Louise pulled her hands away, needing distance to think. “You sent us away. Without a word of protest, without asking us to stay.”

“I know.” Aaron remained on his knees, making no attempt to chase her withdrawn hands. “I stood there and let you walk out because I convinced myself it was noble. That I was protecting you. But I was only protecting myself from the possibility of happiness I didn’t think I’d earned.”

“Do you have any idea what these days have been like?” The words escaped before Louise could stop them, raw with accumulated pain.

“Watching Emily cry herself to sleep? Pretending to care about other men’s attention when all I wanted was you?

Living half a life because the other half stayed behind in your house? ”

Aaron’s face crumpled. “I’m sorry. God, Louise, I’m so sorry. I’ve been sitting in my study, drowning in brandy and self-pity while you suffered for my cowardice. There aren’t enough words to tell you how sorry I am.”

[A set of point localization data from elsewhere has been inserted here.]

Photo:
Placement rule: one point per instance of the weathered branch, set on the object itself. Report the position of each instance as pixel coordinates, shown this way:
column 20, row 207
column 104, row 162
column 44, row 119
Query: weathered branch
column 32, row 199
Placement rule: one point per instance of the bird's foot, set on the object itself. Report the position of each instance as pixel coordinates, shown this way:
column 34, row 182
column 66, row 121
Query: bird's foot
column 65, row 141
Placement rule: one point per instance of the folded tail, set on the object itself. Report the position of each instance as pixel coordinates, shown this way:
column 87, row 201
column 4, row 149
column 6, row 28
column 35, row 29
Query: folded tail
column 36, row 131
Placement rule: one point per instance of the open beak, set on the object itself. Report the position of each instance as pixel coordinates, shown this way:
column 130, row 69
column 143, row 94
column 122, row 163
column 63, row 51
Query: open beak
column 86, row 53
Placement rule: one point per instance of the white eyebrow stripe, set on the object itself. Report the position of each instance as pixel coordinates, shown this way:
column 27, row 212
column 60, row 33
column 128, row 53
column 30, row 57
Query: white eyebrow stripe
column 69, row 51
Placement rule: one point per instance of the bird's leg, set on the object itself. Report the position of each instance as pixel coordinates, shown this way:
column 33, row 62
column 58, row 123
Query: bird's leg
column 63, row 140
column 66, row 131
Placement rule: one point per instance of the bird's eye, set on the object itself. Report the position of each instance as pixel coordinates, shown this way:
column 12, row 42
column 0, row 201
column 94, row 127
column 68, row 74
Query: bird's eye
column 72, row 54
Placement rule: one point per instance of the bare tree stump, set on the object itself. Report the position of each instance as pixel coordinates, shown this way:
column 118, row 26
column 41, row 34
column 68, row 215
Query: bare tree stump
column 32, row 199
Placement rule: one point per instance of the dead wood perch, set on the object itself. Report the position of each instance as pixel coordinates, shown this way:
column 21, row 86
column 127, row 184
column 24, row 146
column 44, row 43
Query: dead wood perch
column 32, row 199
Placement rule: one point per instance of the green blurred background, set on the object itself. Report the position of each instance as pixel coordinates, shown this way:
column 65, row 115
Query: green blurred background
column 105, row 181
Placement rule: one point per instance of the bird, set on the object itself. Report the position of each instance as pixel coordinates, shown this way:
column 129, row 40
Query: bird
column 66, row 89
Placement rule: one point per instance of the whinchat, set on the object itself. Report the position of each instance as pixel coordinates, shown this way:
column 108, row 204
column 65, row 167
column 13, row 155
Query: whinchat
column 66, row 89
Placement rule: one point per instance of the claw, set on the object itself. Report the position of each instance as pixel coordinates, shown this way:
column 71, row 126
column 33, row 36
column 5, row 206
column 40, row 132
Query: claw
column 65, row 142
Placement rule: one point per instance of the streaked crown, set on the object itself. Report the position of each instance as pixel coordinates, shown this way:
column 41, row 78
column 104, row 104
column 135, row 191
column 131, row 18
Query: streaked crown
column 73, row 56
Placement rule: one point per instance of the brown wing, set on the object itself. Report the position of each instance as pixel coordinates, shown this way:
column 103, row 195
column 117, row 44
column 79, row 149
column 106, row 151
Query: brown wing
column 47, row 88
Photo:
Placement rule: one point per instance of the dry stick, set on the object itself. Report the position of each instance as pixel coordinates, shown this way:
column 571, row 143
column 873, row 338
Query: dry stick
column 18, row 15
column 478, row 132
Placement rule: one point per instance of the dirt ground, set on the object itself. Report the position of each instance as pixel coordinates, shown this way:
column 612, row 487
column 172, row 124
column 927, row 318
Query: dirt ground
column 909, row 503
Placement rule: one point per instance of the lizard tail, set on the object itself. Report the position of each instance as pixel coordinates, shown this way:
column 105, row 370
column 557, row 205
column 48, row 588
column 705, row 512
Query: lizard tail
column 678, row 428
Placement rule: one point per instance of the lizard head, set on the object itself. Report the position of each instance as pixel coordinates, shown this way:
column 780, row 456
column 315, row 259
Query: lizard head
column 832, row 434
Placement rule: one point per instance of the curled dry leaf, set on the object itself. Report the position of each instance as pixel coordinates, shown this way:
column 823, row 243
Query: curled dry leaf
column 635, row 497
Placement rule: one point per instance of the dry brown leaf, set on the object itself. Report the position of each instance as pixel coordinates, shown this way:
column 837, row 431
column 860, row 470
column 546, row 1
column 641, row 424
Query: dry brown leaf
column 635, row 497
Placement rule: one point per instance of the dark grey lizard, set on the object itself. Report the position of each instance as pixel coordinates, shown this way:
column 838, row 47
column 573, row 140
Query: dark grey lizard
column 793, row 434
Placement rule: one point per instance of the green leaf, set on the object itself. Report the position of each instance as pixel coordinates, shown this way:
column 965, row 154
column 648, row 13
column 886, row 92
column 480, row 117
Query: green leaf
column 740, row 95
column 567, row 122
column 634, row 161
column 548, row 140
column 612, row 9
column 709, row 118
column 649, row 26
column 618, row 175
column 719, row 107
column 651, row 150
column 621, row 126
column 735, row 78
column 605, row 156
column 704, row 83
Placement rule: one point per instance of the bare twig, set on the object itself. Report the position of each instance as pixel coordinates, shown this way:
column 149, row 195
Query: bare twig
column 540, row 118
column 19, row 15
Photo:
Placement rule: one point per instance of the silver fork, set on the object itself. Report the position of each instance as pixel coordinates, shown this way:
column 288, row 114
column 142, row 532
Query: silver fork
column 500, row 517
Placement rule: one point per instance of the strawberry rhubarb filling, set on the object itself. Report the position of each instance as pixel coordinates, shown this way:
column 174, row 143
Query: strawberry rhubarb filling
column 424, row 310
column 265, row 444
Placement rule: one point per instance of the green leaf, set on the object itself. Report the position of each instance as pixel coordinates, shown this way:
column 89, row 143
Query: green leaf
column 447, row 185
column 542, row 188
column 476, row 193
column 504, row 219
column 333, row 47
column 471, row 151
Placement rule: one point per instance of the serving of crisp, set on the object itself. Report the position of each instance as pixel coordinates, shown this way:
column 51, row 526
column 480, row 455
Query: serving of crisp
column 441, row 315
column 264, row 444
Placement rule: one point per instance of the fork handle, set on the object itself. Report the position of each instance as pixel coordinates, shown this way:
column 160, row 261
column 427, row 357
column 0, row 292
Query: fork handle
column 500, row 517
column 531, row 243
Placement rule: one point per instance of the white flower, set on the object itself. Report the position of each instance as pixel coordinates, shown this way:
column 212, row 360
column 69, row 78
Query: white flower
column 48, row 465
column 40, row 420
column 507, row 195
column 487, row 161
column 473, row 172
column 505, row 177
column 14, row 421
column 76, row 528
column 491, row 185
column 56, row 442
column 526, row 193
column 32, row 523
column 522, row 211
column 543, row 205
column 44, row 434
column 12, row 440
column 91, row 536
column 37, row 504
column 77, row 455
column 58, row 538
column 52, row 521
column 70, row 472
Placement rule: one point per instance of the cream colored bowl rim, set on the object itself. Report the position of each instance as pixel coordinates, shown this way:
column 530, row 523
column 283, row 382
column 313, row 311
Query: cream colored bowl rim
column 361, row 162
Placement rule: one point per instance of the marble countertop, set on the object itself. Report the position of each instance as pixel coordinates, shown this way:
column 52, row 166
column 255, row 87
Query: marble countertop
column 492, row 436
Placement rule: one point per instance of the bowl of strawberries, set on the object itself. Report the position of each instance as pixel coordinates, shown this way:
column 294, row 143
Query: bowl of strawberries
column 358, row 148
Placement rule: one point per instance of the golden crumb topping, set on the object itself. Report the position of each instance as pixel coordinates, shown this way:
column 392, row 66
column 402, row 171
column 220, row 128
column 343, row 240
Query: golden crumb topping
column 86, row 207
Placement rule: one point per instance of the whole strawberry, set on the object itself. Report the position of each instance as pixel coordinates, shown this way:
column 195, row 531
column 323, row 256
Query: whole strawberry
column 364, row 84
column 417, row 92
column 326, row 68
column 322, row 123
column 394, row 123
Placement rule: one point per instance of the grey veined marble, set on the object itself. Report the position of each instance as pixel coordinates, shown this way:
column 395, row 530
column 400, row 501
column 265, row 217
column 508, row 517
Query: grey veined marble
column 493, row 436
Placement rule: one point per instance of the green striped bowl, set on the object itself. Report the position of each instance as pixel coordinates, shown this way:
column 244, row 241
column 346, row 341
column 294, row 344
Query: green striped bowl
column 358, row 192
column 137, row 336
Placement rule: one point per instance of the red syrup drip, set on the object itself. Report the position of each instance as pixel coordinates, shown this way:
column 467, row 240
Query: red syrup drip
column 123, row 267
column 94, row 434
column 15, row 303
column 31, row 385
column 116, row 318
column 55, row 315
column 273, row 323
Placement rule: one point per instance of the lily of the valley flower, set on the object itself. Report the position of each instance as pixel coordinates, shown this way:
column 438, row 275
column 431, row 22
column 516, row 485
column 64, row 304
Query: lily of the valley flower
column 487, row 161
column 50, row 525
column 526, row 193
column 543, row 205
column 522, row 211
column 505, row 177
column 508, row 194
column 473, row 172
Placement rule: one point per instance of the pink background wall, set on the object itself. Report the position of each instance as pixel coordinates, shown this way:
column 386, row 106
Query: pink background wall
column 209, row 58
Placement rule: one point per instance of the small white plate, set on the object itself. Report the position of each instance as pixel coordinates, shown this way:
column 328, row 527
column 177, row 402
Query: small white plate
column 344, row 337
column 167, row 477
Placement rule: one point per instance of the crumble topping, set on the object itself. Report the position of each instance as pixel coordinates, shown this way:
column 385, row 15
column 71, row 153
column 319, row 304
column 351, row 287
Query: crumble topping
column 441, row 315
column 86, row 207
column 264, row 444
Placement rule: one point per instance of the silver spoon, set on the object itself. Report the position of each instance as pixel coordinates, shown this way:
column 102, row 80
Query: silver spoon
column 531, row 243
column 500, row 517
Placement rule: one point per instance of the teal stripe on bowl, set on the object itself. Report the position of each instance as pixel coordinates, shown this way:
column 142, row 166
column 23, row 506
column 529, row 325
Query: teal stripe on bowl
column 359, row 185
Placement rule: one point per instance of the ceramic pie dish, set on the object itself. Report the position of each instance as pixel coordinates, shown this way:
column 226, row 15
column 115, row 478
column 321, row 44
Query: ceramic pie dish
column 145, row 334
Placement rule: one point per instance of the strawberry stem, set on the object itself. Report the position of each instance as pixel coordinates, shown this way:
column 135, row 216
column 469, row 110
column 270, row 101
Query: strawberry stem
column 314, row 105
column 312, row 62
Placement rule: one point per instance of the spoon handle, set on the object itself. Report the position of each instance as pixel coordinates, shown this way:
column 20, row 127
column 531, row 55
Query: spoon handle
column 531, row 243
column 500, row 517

“Sorry doesn’t erase the pain, Aaron.”

“No, it doesn’t.” He shifted closer on his knees, still not touching her but close enough that she could smell his cologne, that mixture of sandalwood and something uniquely him.

“But maybe time could? Maybe patience? Maybe a lifetime of proving that I choose you over fear, every day, every moment?”

Louise looked down at the velvet box still sitting untouched in her lap. “What is this?”

“Open it.”

Her fingers trembled as she lifted the lid. Inside, nestled on white silk, lay a ring unlike anything she’d ever seen. Not the massive diamond she might have expected from a duke, but something far more precious. An emerald surrounded by pearls, intimate and perfect.